Notons que dans le cadre d’une cession de fonds de commerce, la loi prévoit que l’acquéreur est tenu solidairement avec le vendeur au paiement de certains impôts. C’est pourquoi, afin d’éviter les mauvaises surprises, il est obligatoire de prévoir un séquestre du prix pendant toute la durée de cette solidarité fiscale (de deux à trois mois, selon certaines conditions). Le séquestre est également obligatoire pendant la période d’opposition laissée aux créanciers du fonds. Le plus souvent, le séquestre est exercé par un avocat, lequel déposera les fonds sur son compte CARPA ou auprès du séquestre juridique de l’Ordre des avocats.

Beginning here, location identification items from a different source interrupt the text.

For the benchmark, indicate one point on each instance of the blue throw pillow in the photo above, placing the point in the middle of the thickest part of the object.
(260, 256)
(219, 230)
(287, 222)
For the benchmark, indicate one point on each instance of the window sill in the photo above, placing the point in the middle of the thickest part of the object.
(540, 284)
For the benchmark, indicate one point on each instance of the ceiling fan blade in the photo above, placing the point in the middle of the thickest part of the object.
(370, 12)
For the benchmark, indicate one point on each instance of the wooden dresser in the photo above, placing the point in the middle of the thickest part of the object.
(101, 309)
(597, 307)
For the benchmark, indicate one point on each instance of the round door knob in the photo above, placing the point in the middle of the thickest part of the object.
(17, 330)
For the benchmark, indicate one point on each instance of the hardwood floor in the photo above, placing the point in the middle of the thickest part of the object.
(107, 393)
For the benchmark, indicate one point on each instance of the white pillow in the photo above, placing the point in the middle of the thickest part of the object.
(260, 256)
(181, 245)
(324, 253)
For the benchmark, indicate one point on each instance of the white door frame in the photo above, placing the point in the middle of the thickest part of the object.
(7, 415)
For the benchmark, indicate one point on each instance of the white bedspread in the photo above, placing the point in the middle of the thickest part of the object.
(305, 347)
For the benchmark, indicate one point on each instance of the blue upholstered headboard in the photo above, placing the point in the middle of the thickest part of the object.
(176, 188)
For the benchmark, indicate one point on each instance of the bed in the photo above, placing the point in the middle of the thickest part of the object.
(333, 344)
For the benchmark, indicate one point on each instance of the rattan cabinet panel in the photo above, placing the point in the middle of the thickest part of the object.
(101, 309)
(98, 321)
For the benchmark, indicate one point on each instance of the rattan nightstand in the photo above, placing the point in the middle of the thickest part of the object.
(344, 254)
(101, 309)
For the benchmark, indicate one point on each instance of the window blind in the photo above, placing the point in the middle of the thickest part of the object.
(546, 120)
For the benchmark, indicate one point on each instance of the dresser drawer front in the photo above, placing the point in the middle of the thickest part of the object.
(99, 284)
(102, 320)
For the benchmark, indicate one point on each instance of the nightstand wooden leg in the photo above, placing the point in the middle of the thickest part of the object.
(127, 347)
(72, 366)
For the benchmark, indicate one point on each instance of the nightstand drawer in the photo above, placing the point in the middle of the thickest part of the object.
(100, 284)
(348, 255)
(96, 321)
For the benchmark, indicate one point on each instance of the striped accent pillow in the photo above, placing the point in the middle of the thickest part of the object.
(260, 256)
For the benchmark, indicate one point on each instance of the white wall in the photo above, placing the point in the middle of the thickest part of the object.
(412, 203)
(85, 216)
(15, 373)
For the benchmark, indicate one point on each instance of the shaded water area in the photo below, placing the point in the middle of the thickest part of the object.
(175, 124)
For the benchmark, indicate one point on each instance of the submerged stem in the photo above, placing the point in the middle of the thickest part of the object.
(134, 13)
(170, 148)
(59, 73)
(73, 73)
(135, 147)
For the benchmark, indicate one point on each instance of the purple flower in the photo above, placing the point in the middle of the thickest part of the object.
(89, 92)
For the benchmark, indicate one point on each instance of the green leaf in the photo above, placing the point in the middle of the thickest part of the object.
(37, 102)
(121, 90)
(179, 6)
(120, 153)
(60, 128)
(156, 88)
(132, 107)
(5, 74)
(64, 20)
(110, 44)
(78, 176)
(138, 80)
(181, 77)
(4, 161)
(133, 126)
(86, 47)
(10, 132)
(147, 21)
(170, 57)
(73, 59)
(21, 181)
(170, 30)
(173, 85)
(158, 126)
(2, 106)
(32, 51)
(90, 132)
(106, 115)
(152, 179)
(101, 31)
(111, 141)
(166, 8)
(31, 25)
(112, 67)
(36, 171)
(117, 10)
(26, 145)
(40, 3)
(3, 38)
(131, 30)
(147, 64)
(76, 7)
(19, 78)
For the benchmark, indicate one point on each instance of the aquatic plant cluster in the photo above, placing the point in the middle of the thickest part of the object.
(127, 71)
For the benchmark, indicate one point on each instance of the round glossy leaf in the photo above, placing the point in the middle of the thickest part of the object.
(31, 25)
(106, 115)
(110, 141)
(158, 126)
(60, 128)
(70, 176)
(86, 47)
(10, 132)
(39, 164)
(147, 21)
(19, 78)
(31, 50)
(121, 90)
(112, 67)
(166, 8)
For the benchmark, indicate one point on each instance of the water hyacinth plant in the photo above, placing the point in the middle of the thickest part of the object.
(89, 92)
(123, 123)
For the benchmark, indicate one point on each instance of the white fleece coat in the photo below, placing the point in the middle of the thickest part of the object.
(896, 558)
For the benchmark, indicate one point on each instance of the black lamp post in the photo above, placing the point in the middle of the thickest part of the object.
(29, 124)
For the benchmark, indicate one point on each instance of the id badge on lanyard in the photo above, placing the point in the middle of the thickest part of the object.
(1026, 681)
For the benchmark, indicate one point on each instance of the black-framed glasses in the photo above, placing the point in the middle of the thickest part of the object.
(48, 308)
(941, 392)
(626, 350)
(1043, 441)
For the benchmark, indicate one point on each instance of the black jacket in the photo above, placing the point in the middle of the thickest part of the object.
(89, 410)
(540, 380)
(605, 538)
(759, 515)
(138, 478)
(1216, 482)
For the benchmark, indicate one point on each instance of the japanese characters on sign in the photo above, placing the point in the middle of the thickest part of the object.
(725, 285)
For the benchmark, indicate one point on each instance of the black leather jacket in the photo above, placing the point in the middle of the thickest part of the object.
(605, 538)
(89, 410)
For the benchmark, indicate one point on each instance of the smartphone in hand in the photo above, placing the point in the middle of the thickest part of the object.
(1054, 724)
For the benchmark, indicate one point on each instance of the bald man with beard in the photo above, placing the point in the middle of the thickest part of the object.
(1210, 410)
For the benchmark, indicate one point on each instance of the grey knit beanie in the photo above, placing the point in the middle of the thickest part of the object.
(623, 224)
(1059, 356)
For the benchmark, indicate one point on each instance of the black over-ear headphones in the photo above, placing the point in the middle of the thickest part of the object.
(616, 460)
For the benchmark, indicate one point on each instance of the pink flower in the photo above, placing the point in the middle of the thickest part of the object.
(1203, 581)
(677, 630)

De son côté, la cession de droit au bail ne doit faire l’objet que d’un enregistrement auprès du service des impôts compétent. Elle doit aussi être portée à la connaissance du bailleur et respecter les éventuelles formalités prévues par le contrat de bail.

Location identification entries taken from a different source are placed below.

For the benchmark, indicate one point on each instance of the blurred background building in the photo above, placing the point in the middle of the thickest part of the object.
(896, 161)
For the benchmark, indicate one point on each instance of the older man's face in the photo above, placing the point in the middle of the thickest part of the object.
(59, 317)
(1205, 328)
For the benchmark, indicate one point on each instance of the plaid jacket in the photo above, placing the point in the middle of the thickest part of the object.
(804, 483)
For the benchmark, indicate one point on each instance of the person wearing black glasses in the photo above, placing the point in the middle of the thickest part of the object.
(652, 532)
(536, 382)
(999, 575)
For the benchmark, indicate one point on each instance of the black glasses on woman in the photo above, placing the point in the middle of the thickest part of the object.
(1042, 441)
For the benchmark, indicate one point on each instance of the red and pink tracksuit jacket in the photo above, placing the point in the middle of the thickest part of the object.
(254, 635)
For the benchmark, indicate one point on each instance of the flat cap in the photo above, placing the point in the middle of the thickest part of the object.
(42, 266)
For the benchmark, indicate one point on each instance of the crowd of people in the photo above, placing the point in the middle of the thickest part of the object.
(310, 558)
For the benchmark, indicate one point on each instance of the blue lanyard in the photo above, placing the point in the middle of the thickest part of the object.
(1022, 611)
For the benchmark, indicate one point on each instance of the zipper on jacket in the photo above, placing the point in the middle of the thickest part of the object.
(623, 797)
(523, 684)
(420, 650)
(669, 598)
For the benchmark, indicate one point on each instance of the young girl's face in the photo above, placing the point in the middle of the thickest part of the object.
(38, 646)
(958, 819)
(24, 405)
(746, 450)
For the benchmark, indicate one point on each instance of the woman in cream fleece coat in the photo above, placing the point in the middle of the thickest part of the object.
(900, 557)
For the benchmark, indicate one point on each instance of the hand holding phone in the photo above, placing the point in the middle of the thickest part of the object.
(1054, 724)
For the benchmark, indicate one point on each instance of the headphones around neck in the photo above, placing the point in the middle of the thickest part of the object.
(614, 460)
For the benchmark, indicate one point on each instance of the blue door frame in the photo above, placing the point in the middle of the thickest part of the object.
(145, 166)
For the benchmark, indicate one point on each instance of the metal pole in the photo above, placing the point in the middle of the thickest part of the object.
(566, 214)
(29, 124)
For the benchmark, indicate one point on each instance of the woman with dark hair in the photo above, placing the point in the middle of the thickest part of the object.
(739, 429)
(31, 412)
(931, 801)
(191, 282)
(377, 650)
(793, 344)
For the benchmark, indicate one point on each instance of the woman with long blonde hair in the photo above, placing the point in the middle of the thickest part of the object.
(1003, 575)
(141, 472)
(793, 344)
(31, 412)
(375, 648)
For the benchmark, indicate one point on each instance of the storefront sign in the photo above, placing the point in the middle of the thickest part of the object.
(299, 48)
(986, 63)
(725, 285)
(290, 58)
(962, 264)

Contrairement à la cession de fonds de commerce, il n’est pas nécessaire de prévoir la constitution d’un séquestre du prix en cas de cession de droit au bail dans la mesure où la loi ne prévoit aucune solidarité fiscale entre l’acquéreur et le cédant.
Négocier l’obligation de garantie du cédant à l’égard du cessionnaire
La grande majorité des baux commerciaux renferme une clause de solidarité entre le cédant et le cessionnaire, ayant pour effet de rendre le cédant codébiteur solidaire du cessionnaire à qui il cède le bail. Le cédant sera ainsi obligé de payer les loyers et charges au lieu et place du cessionnaire si celui-ci faisait défaut vis-à-vis du bailleur.

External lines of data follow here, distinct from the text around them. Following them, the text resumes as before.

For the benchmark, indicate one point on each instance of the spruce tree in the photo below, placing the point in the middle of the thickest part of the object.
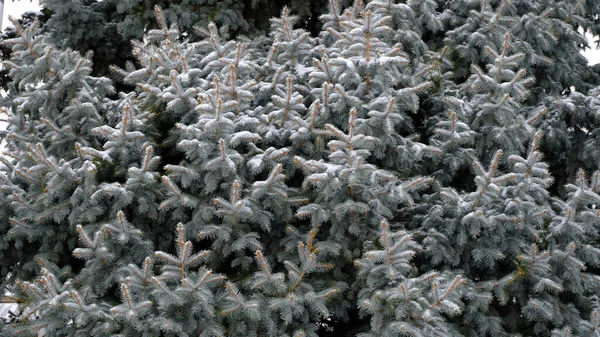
(413, 168)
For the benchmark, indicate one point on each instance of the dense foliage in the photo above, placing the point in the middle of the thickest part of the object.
(415, 168)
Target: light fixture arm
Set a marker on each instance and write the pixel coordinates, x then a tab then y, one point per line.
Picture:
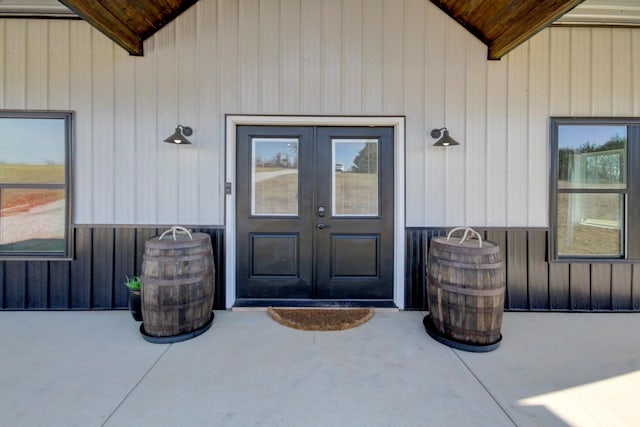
185	130
437	133
446	140
180	135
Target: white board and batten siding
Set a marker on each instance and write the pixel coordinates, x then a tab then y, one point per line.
332	57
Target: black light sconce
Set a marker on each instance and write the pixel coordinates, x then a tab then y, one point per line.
445	141
180	135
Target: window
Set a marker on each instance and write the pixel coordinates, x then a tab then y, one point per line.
35	171
594	198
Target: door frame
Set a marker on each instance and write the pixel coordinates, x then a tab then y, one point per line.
397	122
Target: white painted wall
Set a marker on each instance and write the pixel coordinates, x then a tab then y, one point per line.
330	57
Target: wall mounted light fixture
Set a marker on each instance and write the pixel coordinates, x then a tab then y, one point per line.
445	141
180	135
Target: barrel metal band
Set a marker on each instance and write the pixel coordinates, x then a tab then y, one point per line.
467	266
466	291
173	259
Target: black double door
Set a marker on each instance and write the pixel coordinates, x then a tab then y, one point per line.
314	214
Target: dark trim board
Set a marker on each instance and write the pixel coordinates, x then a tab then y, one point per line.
106	254
94	280
533	284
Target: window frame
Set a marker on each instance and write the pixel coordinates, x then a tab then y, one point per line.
67	253
631	198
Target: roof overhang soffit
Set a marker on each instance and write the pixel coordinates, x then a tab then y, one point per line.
128	23
504	24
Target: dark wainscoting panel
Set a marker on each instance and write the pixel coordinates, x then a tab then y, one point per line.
532	282
104	256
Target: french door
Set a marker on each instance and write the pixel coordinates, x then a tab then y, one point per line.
314	215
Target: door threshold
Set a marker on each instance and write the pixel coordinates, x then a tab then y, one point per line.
262	304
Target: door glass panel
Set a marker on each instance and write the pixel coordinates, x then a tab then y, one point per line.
592	156
590	224
355	177
274	176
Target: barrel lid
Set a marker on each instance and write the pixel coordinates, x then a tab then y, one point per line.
181	239
469	243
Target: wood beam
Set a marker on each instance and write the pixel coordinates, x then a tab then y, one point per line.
101	18
528	25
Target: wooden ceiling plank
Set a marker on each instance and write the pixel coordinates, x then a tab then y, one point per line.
96	14
529	25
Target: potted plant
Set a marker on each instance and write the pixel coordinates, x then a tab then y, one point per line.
135	306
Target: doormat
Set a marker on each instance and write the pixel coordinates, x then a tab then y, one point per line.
321	319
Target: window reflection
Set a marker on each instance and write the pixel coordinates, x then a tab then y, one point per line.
355	177
275	176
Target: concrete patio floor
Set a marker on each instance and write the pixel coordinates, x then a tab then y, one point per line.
95	369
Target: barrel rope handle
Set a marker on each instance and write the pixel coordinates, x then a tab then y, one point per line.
467	230
176	229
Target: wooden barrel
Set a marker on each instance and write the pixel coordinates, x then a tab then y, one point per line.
177	284
466	290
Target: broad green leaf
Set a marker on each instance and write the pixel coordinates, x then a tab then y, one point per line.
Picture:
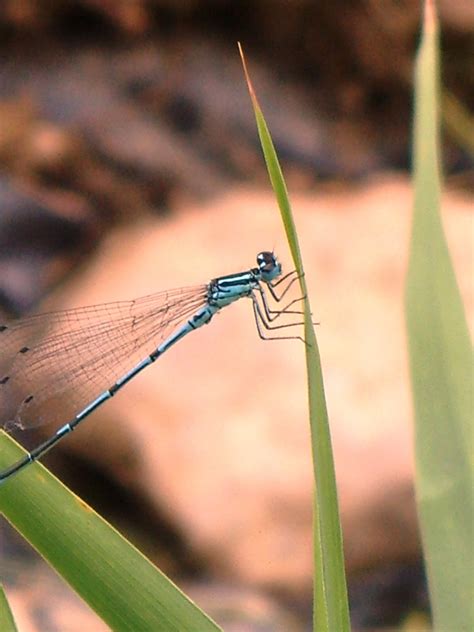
330	607
440	355
109	573
7	623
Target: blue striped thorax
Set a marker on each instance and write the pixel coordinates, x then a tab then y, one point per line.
227	289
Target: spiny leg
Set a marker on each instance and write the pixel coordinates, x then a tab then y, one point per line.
260	319
273	314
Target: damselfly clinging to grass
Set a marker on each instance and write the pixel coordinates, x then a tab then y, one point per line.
86	350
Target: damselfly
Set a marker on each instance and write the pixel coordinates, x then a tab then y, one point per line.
51	365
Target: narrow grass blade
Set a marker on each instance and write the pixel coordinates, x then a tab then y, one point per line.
7	623
440	355
110	574
330	593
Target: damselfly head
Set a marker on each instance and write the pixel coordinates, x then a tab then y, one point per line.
269	266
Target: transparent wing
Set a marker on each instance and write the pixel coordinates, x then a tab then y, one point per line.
53	364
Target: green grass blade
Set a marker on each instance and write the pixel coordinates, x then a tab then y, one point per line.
7	623
110	574
330	593
440	355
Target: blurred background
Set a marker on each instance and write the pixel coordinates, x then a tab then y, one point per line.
129	164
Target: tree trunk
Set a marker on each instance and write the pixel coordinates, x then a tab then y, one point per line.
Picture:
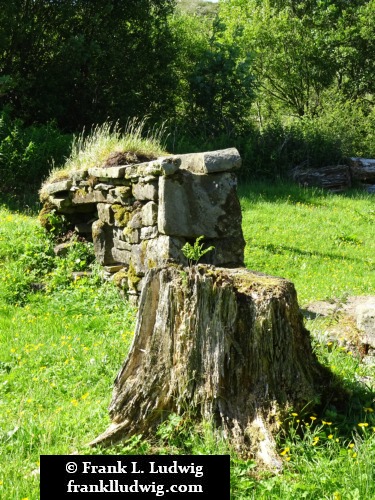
226	345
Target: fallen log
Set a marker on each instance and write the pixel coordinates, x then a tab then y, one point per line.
225	345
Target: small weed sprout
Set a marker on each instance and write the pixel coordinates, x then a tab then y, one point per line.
195	252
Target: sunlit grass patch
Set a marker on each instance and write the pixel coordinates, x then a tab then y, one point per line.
324	243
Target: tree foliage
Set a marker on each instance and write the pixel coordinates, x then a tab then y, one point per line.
80	61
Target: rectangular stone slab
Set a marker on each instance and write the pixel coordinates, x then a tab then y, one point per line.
194	205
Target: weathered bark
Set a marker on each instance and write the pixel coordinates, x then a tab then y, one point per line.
335	178
227	345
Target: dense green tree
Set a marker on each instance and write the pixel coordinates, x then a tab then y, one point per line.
81	61
302	48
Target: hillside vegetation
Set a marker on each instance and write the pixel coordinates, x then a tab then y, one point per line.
287	83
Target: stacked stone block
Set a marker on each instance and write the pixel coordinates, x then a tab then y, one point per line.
139	216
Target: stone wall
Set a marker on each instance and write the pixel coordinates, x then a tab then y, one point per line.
139	216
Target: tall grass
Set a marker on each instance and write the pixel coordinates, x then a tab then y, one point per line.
324	243
91	150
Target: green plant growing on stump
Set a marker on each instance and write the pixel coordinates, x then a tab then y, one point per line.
195	252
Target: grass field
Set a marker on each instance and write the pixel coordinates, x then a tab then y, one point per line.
61	349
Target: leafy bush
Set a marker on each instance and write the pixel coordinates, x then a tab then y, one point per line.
27	154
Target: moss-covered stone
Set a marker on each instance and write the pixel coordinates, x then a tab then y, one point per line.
121	214
133	278
120	279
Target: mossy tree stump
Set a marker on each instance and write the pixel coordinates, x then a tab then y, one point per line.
226	345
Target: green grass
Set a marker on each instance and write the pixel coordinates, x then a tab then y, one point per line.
92	150
60	351
324	243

Cette garantie prendra fin seulement lorsqu’un congé aura été délivré au cessionnaire, ou bien à l’expiration du bail au cours duquel la clause aura été introduite. En revanche, en cas de tacite reconduction du bail commercial, celui-ci se poursuit donc, et la clause continue de jouer.
La garantie prendra également fin en cas de renouvellement du bail, sauf dans le cas où le bail initial prolonge explicitement son effet pour le bail renouvelé.
La loi Pinel est venue toutefois limiter la portée de cette garantie solidaire. Depuis cette réforme, l’article L. 145-16-2 du Code de commerce dispose que les clauses de solidarité prévues au bail ne peuvent excéder une durée maximale de 3 ans à compter de la cession du bail.
Autre mécanisme de protection du cédant instauré par le dispositif Pinel : le bailleur est obligé de l’informer de tout défaut de paiement du locataire dans le délai d’un mois à compter de la date à laquelle la somme aurait dû être payée (article L. 145-16-1 du Code de commerce). Le cédant est ainsi mieux à même de pouvoir prévoir et anticiper un éventuel appel en garantie qui serait exercé par son ancien bailleur.
Notons toutefois que ces clauses de garanties prévues au bail sont toujours négociables : il est ainsi possible pour le cédant de tenter d’obtenir du bailleur de se voir décharger des obligations de garantie prévues au contrat, en proposant au bailleur d’en substituer de nouvelles (telle qu’une garantie bancaire à première demande).
C’est pourquoi il est fortement conseillé aux parties, qu’il s’agisse du vendeur ou de l’acquéreur, d’être assisté d’un conseil juridique (avocat) spécialisé dans ces opérations, qu’il s’agisse de cessions de fonds de commerce ou de droit au bail.
Votre avocat spécialiste devra également tenir compte des spécificités liées à votre activité (restaurant, boulangerie, pharmacie, etc.) afin de vous garantir une cession en toute sérénité et sécurité. Il pourra également vous conseiller sur l’opportunité de procéder par cession du fonds de commerce, ou cession des parts sociales de la société, en fonction de votre situation patrimoniale, sociale et fiscale notamment. Une garantie d’actifs et passifs (la fameuse « GAP ») pourra éventuellement être nécessaire pour se prémunir en cas de passif caché, en particulier en cas de cession des titres de la société.